La sécurité électrique mise en lumière lors d'une journée au CNPP

Date de publication : 31/01/2018  |  V. D.

Le 25 janvier 2018, CNPP proposait une journée dédiée aux risques d’origine électrique en partenariat avec Qualifelec (organisme de qualification des professionnels électriciens) et Anitec (Alliance nationale des intégrateurs de technologies connectées).

©CNPP - Cette journée a été organisée par CNPP, Qualifelec et Anitec
©CNPP - Cette journée a été organisée par CNPP, Qualifelec et Anitec

En introduction de la journée, Armelle Muller, directrice du Laboratoire du feu et de l’environnement de CNPP a rappelé que 25 à 30 % des incendies sont d’origine électrique.

Pour qu’une installation électrique soit sans danger – une installation dure en moyenne 30 ans, à courant constant – il faut respecter plusieurs conditions : une conception et une installation aux normes ainsi qu’une maintenance régulière. 

Pour cela, à la demande des assureurs, les entreprises peuvent faire la vérification périodique Q18 de leurs installations électriques selon le référentiel APSAD D18.

« Ces vérifications interviennent en complément des obligations réglementaires », a précisé Amaury Lequette, directeur de CNPP Cert.

À noter que depuis le 1er janvier 2018, dans le cadre de la loi Alur, les bailleurs doivent fournir un diagnostic sur l’état des installations de gaz et d’électricité dans les logements à louer.

Quelles sont les responsabilités des installateurs en cas de manquement en matière de sécurité incendie ou de sûreté ? C’est la question à laquelle a répondu Sébastien Samueli, directeur marketing et commercial de CNPP.

La réglementation impose une obligation de moyens et au final une obligation de résultats pour la protection des travailleurs et le bon fonctionnement des équipements de sécurité. En cas de manquement au contrat, la responsabilité contractuelle de l’installateur est engagée.

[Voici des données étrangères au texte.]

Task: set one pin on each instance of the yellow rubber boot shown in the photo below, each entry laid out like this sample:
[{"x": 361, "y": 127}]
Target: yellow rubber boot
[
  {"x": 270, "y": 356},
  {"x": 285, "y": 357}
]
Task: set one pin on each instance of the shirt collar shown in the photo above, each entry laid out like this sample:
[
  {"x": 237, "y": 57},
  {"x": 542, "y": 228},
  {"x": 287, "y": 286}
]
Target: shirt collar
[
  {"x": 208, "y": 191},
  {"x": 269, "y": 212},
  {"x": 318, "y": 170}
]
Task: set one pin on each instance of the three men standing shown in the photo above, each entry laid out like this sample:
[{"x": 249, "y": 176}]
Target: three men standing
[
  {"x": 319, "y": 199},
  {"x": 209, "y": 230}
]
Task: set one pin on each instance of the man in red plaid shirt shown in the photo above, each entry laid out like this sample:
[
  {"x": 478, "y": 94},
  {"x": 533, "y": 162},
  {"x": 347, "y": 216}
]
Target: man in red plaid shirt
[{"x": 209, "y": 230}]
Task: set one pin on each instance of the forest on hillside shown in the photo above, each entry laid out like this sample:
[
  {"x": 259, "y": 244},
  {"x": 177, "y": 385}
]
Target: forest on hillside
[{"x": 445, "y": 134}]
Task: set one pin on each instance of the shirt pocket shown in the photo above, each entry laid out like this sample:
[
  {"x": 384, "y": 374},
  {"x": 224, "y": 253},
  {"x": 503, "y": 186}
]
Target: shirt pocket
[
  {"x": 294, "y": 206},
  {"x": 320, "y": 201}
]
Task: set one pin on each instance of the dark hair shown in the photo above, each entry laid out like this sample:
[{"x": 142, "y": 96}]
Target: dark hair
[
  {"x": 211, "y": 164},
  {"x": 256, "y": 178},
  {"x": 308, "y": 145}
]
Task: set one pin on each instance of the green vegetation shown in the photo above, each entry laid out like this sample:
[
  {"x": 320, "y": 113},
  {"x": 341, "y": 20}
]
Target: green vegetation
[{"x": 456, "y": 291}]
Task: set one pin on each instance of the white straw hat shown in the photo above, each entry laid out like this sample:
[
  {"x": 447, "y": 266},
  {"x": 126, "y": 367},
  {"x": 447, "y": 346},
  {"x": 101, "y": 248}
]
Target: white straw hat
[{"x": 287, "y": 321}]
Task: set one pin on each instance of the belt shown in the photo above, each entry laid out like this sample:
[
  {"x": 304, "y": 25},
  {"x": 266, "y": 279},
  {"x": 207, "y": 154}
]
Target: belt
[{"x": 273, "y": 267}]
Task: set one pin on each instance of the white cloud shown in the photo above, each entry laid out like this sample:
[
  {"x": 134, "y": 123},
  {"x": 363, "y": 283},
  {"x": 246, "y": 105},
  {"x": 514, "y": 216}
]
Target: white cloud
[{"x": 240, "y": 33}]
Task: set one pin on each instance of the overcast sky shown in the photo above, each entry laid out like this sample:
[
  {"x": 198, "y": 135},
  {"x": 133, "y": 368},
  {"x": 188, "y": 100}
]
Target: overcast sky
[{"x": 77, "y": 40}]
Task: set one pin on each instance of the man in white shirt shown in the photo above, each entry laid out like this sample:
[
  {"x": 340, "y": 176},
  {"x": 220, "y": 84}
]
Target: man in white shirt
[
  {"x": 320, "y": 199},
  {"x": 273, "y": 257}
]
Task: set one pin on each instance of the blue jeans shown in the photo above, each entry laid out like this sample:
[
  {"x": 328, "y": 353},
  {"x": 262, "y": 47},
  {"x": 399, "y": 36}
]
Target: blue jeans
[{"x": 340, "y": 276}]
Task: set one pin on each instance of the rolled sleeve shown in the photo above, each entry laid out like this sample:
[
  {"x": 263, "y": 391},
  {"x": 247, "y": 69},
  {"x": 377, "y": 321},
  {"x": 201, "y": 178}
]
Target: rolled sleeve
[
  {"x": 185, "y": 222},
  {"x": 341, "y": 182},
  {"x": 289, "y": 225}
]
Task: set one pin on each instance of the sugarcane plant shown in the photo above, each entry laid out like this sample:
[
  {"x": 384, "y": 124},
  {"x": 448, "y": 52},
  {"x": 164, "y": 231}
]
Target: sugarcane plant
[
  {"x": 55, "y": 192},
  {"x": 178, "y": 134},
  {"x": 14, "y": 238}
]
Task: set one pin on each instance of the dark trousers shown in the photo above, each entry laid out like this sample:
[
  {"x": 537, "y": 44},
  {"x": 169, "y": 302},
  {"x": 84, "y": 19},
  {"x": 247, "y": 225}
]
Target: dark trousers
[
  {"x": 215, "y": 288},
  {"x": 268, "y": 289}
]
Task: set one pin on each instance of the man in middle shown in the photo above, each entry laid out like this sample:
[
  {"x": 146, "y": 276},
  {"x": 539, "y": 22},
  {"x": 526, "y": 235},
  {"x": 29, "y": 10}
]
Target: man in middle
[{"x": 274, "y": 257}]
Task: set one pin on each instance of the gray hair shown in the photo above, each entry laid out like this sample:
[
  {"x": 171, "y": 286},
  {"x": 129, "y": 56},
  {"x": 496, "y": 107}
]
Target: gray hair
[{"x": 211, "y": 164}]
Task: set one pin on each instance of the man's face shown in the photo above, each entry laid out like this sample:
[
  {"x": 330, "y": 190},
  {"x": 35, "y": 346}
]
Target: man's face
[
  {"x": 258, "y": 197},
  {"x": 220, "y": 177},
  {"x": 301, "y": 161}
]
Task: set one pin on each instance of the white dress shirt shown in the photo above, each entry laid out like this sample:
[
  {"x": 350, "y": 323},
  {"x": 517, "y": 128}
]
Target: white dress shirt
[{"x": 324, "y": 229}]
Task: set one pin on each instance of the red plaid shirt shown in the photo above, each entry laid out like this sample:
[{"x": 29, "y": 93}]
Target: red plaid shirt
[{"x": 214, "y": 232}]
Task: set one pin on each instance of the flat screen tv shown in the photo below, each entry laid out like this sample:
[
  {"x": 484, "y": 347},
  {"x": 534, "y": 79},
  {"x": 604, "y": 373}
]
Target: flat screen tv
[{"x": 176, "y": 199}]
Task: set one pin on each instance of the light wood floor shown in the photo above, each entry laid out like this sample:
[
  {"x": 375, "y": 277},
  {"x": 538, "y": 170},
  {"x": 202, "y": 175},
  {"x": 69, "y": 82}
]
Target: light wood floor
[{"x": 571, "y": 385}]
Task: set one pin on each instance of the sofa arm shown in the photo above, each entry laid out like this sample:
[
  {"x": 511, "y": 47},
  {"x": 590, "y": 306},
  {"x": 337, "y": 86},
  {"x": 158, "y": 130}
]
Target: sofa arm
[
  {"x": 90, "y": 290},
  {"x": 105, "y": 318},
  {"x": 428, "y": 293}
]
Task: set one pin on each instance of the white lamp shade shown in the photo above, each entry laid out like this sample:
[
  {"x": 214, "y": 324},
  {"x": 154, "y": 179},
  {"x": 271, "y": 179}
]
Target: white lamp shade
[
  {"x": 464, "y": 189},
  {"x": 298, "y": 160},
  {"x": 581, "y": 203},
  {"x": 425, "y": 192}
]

« La nouveauté est la responsabilité pré-contractuelle, appelée aussi devoir de conseil, c’est-à-dire l’obligation pour les installateurs d’informer leurs clients sur les solutions apportées ainsi que sur les limites de ces solutions, avant même de signer le contrat », souligne Sébastien Samueli.

Lilian Caule, ingénieur affaires techniques chez Anitec, a soulevé le problème des cyber-attaques sur les réseaux connectés.

Les entreprises devront respecter les obligations imposées par le RGPD dès mai 2018. La protection de la vie privée devra être intégrée dès la conception du produit et faire l’objet d’une sensibilisation auprès du personnel.

« 80 à 90 % des IOT [Internet des objets] ne sont pas sécurisés », a-t-il rappelé.

Des démonstrations relatives à la sécurité électrique et électronique ont clôturé cette journée.